Los artículos de Juan José Millás deberían leerse en las escuelas para que los
chavales, desde su más tierna infancia, supieran qué les espera cuando sean
adultos, cuando ya nadie les ría las chiquilladas, cuando asuman que han
cronificado su pobreza y que no hay forma de salir de ese agujero negro que
todo lo fagocita. Recuerda hoy en El País Juan José Millás: “Dice el Banco de España que los jóvenes
ganan menos que los de hace una década. En otras palabras: la miseria se ha
institucionalizado. No se muere uno de pobre, se muere siendo pobre, lo que
supone una conquista sin parangón desde el punto de vista de la armonía social”.

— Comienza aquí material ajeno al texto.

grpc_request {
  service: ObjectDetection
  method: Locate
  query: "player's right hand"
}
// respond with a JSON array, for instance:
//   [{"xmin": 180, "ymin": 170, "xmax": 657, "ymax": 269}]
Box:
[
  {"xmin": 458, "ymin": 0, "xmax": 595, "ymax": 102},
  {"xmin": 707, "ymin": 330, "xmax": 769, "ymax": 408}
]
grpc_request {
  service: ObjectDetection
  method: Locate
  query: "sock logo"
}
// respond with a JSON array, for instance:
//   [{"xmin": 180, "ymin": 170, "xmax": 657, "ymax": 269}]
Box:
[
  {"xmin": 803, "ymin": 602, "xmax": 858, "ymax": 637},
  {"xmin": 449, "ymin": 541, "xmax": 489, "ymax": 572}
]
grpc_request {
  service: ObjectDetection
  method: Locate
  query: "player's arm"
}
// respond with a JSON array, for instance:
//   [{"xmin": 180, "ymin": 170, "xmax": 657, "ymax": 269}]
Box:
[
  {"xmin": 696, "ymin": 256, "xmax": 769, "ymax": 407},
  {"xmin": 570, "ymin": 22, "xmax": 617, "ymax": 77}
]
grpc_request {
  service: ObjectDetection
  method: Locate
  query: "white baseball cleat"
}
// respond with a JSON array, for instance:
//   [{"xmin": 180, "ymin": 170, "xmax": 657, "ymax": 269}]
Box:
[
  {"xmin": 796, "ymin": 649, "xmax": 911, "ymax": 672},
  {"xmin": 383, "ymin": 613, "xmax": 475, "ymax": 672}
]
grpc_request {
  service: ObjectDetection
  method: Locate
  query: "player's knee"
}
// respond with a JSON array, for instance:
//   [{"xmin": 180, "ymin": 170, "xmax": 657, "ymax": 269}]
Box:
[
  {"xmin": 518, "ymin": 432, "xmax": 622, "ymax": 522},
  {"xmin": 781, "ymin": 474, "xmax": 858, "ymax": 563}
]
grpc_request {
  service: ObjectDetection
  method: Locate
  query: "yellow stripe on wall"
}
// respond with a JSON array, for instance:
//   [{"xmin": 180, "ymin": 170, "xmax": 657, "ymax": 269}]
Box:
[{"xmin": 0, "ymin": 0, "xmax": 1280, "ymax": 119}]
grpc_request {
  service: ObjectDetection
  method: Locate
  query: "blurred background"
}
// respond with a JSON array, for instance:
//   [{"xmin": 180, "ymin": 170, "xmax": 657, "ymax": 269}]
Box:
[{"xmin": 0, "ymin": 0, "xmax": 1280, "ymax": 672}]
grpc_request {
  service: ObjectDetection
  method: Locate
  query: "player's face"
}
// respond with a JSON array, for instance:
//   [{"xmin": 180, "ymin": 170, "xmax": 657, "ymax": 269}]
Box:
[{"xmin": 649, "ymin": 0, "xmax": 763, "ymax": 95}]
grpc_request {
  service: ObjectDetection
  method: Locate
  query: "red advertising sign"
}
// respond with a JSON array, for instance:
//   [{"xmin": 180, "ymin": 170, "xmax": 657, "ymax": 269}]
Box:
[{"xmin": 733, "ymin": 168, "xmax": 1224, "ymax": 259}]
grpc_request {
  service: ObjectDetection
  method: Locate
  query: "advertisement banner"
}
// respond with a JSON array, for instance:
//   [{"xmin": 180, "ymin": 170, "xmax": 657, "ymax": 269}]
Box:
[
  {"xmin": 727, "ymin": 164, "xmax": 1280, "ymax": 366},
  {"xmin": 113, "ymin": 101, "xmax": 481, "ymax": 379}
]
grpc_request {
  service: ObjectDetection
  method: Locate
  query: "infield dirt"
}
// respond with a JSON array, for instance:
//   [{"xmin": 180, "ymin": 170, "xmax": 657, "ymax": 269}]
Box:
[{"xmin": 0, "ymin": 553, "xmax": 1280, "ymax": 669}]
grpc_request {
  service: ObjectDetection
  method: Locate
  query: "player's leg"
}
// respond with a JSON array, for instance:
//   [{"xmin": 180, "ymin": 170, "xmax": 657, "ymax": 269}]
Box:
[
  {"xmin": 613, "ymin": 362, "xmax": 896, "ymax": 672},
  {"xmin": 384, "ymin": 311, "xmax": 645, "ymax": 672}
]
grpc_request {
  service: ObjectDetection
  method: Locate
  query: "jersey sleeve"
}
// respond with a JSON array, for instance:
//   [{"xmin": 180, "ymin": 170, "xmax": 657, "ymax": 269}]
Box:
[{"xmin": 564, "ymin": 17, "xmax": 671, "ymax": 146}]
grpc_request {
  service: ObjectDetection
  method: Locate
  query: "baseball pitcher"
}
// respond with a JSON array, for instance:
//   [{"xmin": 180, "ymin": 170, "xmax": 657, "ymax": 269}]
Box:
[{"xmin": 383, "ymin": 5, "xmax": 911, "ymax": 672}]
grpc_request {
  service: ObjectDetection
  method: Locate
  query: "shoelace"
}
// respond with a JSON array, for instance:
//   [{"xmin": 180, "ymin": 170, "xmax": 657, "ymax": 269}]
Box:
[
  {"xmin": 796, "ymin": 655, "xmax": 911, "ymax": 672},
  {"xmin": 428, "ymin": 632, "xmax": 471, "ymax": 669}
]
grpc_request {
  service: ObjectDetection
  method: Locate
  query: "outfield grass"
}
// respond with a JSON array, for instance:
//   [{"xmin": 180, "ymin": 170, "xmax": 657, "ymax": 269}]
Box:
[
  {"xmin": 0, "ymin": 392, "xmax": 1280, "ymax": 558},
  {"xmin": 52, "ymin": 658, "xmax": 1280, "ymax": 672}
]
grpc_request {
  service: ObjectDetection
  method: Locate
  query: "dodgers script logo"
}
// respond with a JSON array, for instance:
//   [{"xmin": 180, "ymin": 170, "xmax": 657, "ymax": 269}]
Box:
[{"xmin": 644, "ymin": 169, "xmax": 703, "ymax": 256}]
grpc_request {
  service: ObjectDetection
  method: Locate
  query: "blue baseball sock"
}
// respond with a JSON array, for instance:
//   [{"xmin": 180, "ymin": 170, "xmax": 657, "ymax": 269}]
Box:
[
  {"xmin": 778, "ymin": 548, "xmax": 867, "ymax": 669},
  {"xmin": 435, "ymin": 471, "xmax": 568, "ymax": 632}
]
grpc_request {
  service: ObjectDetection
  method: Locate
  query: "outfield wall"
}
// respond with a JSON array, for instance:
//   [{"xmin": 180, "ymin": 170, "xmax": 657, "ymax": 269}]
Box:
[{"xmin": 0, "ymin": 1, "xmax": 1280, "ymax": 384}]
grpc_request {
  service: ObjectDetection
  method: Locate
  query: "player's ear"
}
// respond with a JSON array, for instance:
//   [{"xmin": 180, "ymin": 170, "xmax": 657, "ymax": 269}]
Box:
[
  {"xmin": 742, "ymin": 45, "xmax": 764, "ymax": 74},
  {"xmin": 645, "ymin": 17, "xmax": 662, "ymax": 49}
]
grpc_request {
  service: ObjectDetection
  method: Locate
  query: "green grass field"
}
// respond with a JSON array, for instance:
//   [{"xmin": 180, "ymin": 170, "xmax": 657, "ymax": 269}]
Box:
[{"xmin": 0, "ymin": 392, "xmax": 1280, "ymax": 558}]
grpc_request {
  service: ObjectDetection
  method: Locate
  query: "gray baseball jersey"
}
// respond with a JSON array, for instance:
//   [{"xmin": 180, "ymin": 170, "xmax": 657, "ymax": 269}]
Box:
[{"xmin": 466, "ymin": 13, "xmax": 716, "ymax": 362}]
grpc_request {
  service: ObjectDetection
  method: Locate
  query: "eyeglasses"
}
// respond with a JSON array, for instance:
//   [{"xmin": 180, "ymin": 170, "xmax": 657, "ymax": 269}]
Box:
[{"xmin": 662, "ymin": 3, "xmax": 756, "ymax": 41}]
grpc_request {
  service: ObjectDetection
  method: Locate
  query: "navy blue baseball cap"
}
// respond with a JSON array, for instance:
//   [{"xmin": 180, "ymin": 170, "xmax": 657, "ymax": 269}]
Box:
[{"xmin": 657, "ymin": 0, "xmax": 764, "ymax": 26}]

(…) “No corremos el peligro de que las fuerzas revolucionarias arrastren a las
masas porque las masas se hallan en las fábricas y en las oficinas, cobrando
salarios de hambre, aceptándolos, asumiéndolos, doblegándose por fin a la idea
de que esto es lo que hay”. Triste. Todo muy triste. Porque antes la pobreza se
asumía de la misma manera que se asumía una enfermedad de larga duración; es
decir, con resignación. Como bien prosigue Millás: “Descabezados los
movimientos sindicales, ensimismados los partidos políticos de izquierda,
globalizado al fin el pensamiento ultracapitalista, no hay barrera que impida
el avance ordenado de la penuria. Solo conviene medir la temperatura social de
vez en cuando, por si fuera preciso introducir alguna medida correctora”. Ahora
la pobreza ya no se asume, se oculta. El pobre va de farol cuando entra en el
bar, cuando un hijo hace la primera comunión y desparrama las vanidades, o
cuando se cambia de coche de segunda mano. Hay que vivir de tejas para afuera
con el lucimiento de los toreros de postín, mirando al tendido y quedando
bonito. Lo malo llega cuando la cuerna florida del desecho de tienta, es decir,
el agobio del préstamo de Cofidís, abre un ojal en el triángulo de Scarpa
parecido al que produce el disparo de un trabuco a cañón tocante. Entonces uno
se da cuenta de que las cosas son como son y hay que tomarlas como vienen.